Klagelieder 3, 22-26.31.-33 | 16. Sonntag nach Trinitatis

09.10.2011 | 02:00

Propst Dr. Horst Gorski

Liebe Gemeinde,

ich sehe vor mir den ganzen Erdkreis mit seinem Horizont und mitten drin den Menschen. Den Menschen mit seinem ganzen Auf und Ab, dem Hoffen und Klagen, Lieben und Fürchten, Kämpfen und Schwachsein. So mögen sich die Menschen empfunden haben, die 587 nach dem Fall Jerusalems aus Israel nach Babylon deportiert wurden und dort an den Ufern des Euphrat saßen und weinten. Sie schauten sich um in der Weite der Erde und fragten sich: Wer bin ich? Wer ist Gott? Was trägt mein Leben und Hoffen?

Diese Bilder, die der Text in mir auslöst, gehen in mir eine eigenartige Verbindung ein mit Bildern, die vor zwei Wochen hier in der Kirche zu sehen waren. Ich möchte Sie an dem Dialog, der dadurch in mir entstanden ist, teilnehmen lassen.

Das „Wasserkonzert“. In diesem Konzert wurden verschiedene Stücke aufgeführt, die mit dem Thema „Wasser“ zu tun hatten. Von der „Moldau“ über Chopins „Regentropfenprelude“ bis zu Schuberts „Forelle“; dazu zeitgenössische Improvisationen und die Rezitation von Texten. Das Besondere aber war, dass der Künstler Alexander Lauterwasser eine Vorrichtung gebaut hat, in der er mit Lautsprechern den Klang in ein Gefäß mit Wasser überträgt und nun die vom Klang ausgelösten Bewegungen des Wassers mit mehreren Kameras bei geschickter Beleuchtung aufnimmt. Das Bild der Wasseroberfläche wurde während der Musik auf eine Leinwand projiziert, so dass man hören und gleichzeitig sehen konnte, welche Muster und Strukturen die Schallwellen im Wasser bewirken. Nichts anderes geschieht in unseren Ohren, wo das Wasser in der Innenohrschnecke genau solche Muster bildet, die wiederum von Nervenzellen in „Gehör“ umgewandelt werden. Hier wurden sie sichtbar gemacht. Einige dieser Muster habe ich Ihnen vervielfältigt.

Das Erstaunliche dabei ist, dass sich alle diese Muster und Strukturen in der belebten Natur wiederfinden. In der Form von Blüten, im Panzer von Tieren, in der Struktur von Ästen und Zweigen.
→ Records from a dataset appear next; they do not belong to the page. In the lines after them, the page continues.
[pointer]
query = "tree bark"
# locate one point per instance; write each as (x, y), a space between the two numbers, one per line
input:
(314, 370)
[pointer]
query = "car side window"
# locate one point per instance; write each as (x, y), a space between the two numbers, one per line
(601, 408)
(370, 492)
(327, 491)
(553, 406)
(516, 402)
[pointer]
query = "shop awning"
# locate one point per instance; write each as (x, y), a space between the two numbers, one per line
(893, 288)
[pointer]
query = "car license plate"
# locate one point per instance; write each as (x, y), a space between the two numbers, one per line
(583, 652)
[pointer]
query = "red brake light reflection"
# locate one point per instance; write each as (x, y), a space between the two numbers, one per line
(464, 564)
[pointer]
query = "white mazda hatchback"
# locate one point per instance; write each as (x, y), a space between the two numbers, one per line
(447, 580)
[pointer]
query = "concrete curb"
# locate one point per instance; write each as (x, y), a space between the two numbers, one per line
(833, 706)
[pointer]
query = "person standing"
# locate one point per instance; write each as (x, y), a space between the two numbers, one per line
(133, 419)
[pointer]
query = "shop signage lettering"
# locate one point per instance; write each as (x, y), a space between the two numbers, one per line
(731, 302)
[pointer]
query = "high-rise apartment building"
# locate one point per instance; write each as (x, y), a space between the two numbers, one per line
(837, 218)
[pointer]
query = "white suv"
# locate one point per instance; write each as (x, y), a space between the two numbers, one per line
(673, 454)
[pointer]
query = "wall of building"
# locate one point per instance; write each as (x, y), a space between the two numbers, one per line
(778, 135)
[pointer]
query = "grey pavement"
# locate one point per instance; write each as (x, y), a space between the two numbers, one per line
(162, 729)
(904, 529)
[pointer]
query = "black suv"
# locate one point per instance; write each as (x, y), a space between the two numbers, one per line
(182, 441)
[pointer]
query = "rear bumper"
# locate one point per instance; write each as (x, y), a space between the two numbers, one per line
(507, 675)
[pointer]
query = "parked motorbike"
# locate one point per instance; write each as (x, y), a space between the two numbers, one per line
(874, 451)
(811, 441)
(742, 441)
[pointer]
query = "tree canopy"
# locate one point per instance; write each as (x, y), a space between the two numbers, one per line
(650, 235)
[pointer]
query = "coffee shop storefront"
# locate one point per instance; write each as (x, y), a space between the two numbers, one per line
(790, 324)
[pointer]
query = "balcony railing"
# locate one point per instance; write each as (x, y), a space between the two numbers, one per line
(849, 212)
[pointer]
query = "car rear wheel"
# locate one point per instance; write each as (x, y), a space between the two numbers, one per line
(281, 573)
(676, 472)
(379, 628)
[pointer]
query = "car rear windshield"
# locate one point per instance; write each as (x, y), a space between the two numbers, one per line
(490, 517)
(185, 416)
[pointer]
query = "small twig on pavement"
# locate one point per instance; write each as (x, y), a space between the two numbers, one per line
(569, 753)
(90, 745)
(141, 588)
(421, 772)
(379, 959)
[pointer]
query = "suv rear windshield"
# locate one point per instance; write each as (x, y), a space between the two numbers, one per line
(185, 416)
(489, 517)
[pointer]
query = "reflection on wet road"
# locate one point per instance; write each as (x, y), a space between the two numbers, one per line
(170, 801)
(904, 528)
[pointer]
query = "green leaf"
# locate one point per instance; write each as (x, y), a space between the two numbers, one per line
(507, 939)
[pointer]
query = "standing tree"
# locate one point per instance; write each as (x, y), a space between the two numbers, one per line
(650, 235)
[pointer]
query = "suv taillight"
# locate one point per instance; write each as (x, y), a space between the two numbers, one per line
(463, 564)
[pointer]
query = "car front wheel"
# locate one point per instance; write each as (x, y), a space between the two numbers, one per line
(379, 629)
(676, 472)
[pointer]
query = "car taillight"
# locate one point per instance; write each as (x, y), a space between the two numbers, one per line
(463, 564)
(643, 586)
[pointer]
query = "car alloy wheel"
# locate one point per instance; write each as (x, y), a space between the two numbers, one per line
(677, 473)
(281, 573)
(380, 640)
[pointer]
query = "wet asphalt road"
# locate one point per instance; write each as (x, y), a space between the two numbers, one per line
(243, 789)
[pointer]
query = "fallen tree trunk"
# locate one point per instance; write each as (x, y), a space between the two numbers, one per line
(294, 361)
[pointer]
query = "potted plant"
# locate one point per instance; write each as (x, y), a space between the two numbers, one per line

Es ist, als ob sie ein inneres Gesetz unserer Welt bilden, das überall wirkt und wiederkehrt.

In seinem Einführungsvortrag erinnerte der Künstler an den Satz des Physikers Werner Heisenberg „Materie besteht nicht aus Materie“: Diese – inzwischen keineswegs mehr neue – Erkenntnis, dass alle Materie aus Energie besteht, die lediglich dadurch, dass sie eine bestimmte Wellenstruktur annimmt, als feste Körper erscheint. Auch wir sind demnach also nichts als Energie, pure Energiebündel sozusagen (das mag uns manchen Morgen trösten!), die zu einer bestimmten Struktur geformt ist. Und die Strukturen, die durch den Klang im Wasser gebildet werden, könnten ein Spiegel dieser Grundstruktur aller Materie sein. Wenn wir diese Struktur verstehen würden, verstünden wir vielleicht, was „die Welt im Innersten zusammenhält“. Vielleicht zeigen uns diese Strukturen auf geheimnisvolle Weise genau das, was die Welt im Innersten zusammenhält.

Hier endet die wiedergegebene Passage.